After months of working from home, working out at home, and entertaining ourselves in our homes, the masses were crying out for nerd connection. Adam “The Gnome” Romer offered to use the Charleston Technology Group’s MeetUp to organize. Heather “Han” Solos offered to send an email blast with FeedBlitz. Consensus quickly built up around a format of ten minute lightening talks – long enough to convey some information but short enough to fit into a free Zoom. Talks were pitched and voted upon using a custom-designed on-line form one week in advance.

A modest new beginning

We won’t try to sugar coat it – four ten minute talks given to an audience of sixteen people is a far cry from the multi-track, all-day, robot-rich, live-coding, corporate-sponsored happenings of the not so distant past. Attendees didn’t come away with a pirate’s booty of lanyards, t-shirts, and not-quite-big-enough-to-install-ubuntu USB sticks, but it’s something — and something worth being happy about.

The gathering started with some social time allowing people to trickle in after work and dinner. A big thank-you was made to the Palmetto Project, which had allowed contributions to be tax-free donations since the early years, and dutifully guarded the funds in the intervening years. (Palmetto Project has since indicated their mission has diverged from STEM oriented ventures to other worthy goals and would like to pass the torch.)

The talks were impressive — skewed 50% tech and 50% other.
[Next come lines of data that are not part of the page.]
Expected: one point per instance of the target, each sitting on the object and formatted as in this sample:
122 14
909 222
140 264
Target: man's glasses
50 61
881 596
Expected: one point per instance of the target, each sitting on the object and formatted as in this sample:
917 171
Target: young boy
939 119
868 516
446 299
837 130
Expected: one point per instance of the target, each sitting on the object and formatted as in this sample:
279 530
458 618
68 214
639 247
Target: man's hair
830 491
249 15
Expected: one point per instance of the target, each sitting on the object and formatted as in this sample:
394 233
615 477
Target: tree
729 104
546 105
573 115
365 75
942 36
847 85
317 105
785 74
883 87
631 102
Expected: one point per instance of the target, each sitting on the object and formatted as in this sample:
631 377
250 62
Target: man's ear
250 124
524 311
On the tech side, we got a good introduction to HAM Radio and Haskell. On the social interest side, we got an introduction to sailing races and a missive on how to form a correct opinion, which was proven wrong.

But, to be sure, no one was allowed to go on and on and on and on as memorialized in this pithy epigram:

“very glad that BarCampCHS has returned, even if it was in a limited fashion. Having a forum that respectfully allows for the expression of ideas, while maintaining time limits, has become an increasing rarity over the years…”

— le thug du lab

And maintain time limits it did. At the appointed time, the joyful participants bid farewell and 73s, vowing to reconvene monthly, or maybe quarterly, and maybe on a weekend since nobody has anything to do on Saturdays anymore. There was no need to leave town for this one, but by all accounts you have to have a thunderstorm warning on the way to an evacuation order.